SecurityBrief UK - Technology news for CISOs & cybersecurity decision-makers
Story image
Check Point finds potential cybercrime scenarios in ChatGPT4
Mon, 20th Mar 2023
FYI, this story is more than a year old

Check Point Research (CPR) has released an initial analysis of ChatGPT4, surfacing five scenarios that allow threat actors to streamline malicious efforts and preparations faster and more precisely. Unfortunately, in some instances, even non-technical actors can create harmful tools. 

CPR is sharing five scenarios of potentially malicious use of ChatGPT4. These include C++ malware that collects PDF files and sends them to FTP; phishing, including impersonating a bank and sending emails to employees; PHP reverse shell; and Java program that downloads and executes putty that can launch as a hidden powershell.

These scenarios sometimes empower non-technical individuals to create harmful tools, as if coding, constructing, and packaging is a simple recipe. Additionally, despite safeguards in ChatGPT4, some restrictions can be easily circumvented, enabling threat actors to achieve their objectives without much hindrance.

CPR warns of ChatGPT4's potential to accelerate cybercrime execution and will continue its platform analysis in the following days.

“After finding several ways in which ChatGPT can be used by hackers, and actual cases where it was, we spent the last 24 hours to see whether anything changed with the newest version of ChatGPT. While the new platform clearly improved on many levels, we can, however, report that there are potential scenarios where bad actors can accelerate cybercrime in ChatGPT4. ChatGPT4 can empower bad actors, even non-technical ones, with the tools to speed up and validate their activity,” says Oded Vanunu, head of products vulnerabilities research at Check Point Software.

“Bad actors can also use ChatGPT4’s quick responses to overcome technical challenges in developing malware. What we’re seeing is that ChatGPT4 can serve both good and bad actors. Good actors can use ChatGPT to craft and stitch code that is useful to society; but simultaneously, bad actors can use this AI technology for rapid execution of cybercrime. As AI plays a significant and growing role in cyberattacks and defence, we expect this platform to be used by hackers as well, and we will spend the following days to better understand how.” 

Importantly, in February this year, CPR found an instance of cybercriminals using ChatGPT to "improve" the code of a basic Infostealer malware from 2019. Although the code is not complicated or difficult to create, ChatGPT improved the Infostealer's code.

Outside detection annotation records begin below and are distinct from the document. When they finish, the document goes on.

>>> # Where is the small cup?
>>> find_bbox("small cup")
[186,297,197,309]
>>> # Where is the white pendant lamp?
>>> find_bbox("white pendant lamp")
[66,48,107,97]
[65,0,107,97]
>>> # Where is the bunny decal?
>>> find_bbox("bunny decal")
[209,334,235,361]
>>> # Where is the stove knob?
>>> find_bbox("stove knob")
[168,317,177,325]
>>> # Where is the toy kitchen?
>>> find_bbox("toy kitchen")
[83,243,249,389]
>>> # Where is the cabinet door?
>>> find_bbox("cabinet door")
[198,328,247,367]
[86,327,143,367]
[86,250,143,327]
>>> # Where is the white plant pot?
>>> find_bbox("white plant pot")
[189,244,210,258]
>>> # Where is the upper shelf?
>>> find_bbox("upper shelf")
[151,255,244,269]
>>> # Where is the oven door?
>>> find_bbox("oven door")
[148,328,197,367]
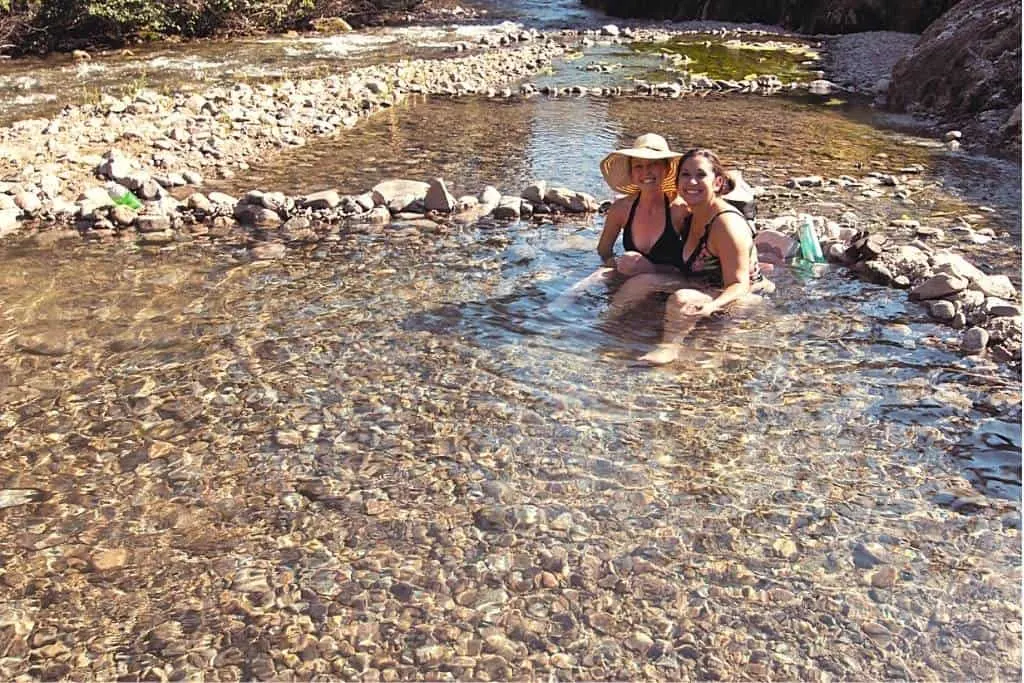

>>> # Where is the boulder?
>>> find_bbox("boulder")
[972,275,1017,299]
[0,209,22,238]
[932,252,985,283]
[494,195,522,220]
[754,229,800,265]
[910,272,968,299]
[234,202,282,227]
[424,178,458,213]
[14,193,43,216]
[544,187,599,213]
[928,299,956,323]
[888,0,1021,160]
[961,328,988,353]
[372,179,430,213]
[521,180,548,204]
[302,189,341,211]
[480,185,502,213]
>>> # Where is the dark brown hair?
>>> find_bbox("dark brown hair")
[676,147,736,195]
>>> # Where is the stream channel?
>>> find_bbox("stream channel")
[0,3,1021,680]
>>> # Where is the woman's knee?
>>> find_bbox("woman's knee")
[615,251,653,278]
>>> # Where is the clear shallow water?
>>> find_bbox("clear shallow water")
[0,6,1020,680]
[0,23,520,125]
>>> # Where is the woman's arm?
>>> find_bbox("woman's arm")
[700,213,753,315]
[669,197,690,233]
[597,199,628,268]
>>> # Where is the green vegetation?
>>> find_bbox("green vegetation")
[632,36,817,82]
[0,0,422,53]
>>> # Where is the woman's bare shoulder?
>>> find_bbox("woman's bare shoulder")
[608,195,635,221]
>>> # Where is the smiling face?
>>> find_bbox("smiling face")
[630,157,669,190]
[677,155,725,206]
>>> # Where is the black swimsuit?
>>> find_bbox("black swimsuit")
[623,196,683,268]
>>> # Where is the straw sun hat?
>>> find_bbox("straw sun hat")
[601,133,682,195]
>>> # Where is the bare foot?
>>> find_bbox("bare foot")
[638,344,679,366]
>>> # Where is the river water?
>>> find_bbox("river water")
[0,3,1021,678]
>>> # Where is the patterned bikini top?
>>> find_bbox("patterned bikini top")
[680,209,764,287]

CPR notes, "As part of its content policy, OpenAI created barriers and restrictions to stop malicious content creation on its platform. Several restrictions have been set within ChatGPT's user interface to prevent the abuse of the models. For example, if you ask ChatGPT to write a phishing email impersonating a bank or create a malware, it will not generate it." 

“However, we are seeing cyber criminals are working their way around ChatGPT's restrictions and there is an active chatter in the underground forums disclosing how to use OpenAI API to bypass ChatGPT´s barriers and limitations. This is done mostly by creating Telegram bots that use the API. These bots are advertised in hacking forums to increase their exposure," CPR researchers add.